La mirada de la muerte
Por Juan Carlos Martínez
(Nota del autor: Este artículo fue publicado en agosto de 2016. Cortázar lo había anticipado mucho antes, cuando dijo que durante mucho tiempo los argentinos íbamos a viajar en el bondi junto al torturador. Al ritmo que marcha la impunidad, nos encontraremos con los genocidas a la vuelta de cualquier esquina).
Desciende del celular del Servicio Penitenciario Federal de traje y corbata como si fuera a una fiesta de gala. Los policías le ayudan a desplazarse. Lo cuidan como si fuera un tesoro. Una pequeña manta de color sangre sobre sus ensangrentadas manos esposadas.
Espero su ingreso en la puerta de acceso a la sala donde lo aguardan los jueces que lo están juzgando por múltiples delitos de lesa humanidad. Lo veo a dos metros de distancia. El fugaz cruce de mis ojos con su mirada de muerte me produce escalofríos. Desde entonces ese cruce está grabado en mis retinas.
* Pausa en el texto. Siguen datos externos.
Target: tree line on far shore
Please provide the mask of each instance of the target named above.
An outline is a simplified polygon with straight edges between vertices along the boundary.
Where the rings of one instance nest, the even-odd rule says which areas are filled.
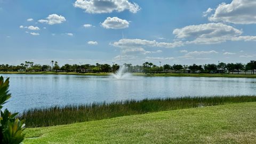
[[[161,62],[159,63],[161,64]],[[251,74],[254,74],[254,70],[256,70],[256,61],[251,60],[246,64],[242,63],[219,63],[218,65],[205,64],[198,65],[170,65],[165,64],[159,66],[154,65],[152,62],[146,62],[142,65],[133,66],[131,63],[124,63],[123,65],[127,68],[127,70],[130,73],[234,73],[250,71]],[[51,65],[41,65],[34,64],[33,62],[25,61],[25,63],[20,65],[14,66],[9,65],[0,65],[0,71],[19,71],[19,72],[43,72],[43,71],[55,71],[55,72],[75,72],[75,73],[115,73],[119,69],[120,66],[117,64],[110,65],[108,64],[95,65],[65,64],[61,67],[57,61],[51,61]],[[248,72],[247,72],[248,73]]]

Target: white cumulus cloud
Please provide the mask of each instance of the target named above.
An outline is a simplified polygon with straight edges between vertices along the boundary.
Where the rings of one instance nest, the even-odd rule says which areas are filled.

Han pasado algunos años pero de vez en cuando aquella mirada reaparece en mi memoria visual como una pesadilla. Veo su foto y me invade una sensación de espanto.
Ahora lo veo en la sala, frente al tribunal, junto a los otros represores. Todos le rinden pleitesía. Es el rey de la desaparición, la tortura y el crimen.
Desde su asiento, ya sin esposas, sus ojos de muerte recorren la sala desde el lugar donde están los jueces y los abogados querellantes hasta las primeras filas ocupadas por familiares de sus víctimas.
Allí está Chicha Mariani, la abuela que sigue buscando a su nieta Clara Anahí, robada tras el ataque a la casa de la calle 30 el 24 de noviembre de 1976.
El genocida guarda el secreto del destino de aquella niña. Y otra vez vuelve a mirar a quienes están a sus espaldas. Una oleada de odio recorre el espacio.
Por momentos quiere adueñarse de la audiencia. Los jueces le advierten sobre su condición de reo. Responde con una mueca cargada de odio mientras sus manos tintas en sangre se deslizan sobre un rosario entre algunos apuntes en los que aparece el nombre de Jorge Julio López.
Un mensaje mafioso que es todo un desafío.
Siempre ha dicho que sólo Dios puede juzgarlo, aunque frente a sus indefensas víctimas su Dios juzgaba y sentenciaba con la picana eléctrica y la nueve milímetros.
En cambio, los jueces que lo juzgan no usan ni capucha ni cadenas ni grillos ni balas ni roban niños.
Termina la audiencia y vuelvo a la puerta por donde el hombre que lleva la muerte en la mirada saldrá esta vez vestido con ropa deportiva para dirigirse, nuevamente esposado, al vehículo que lo trasladará a Marcos Paz, un hotel de cinco estrellas comparado con las inmundas cárceles pobladas de pobres.
Está condenado a prisión perpetua, pero algunos jueces se han apiadado del múltiple genocida ordenando su prisión domiciliaria, no por lo que dice la ley sino por lo que les dicta su ideología.
Si semejante atrocidad se cumple, es probable que muchos argentinos se crucen, en algún momento, con la mirada de la muerte del genocida Miguel Etchecolatz.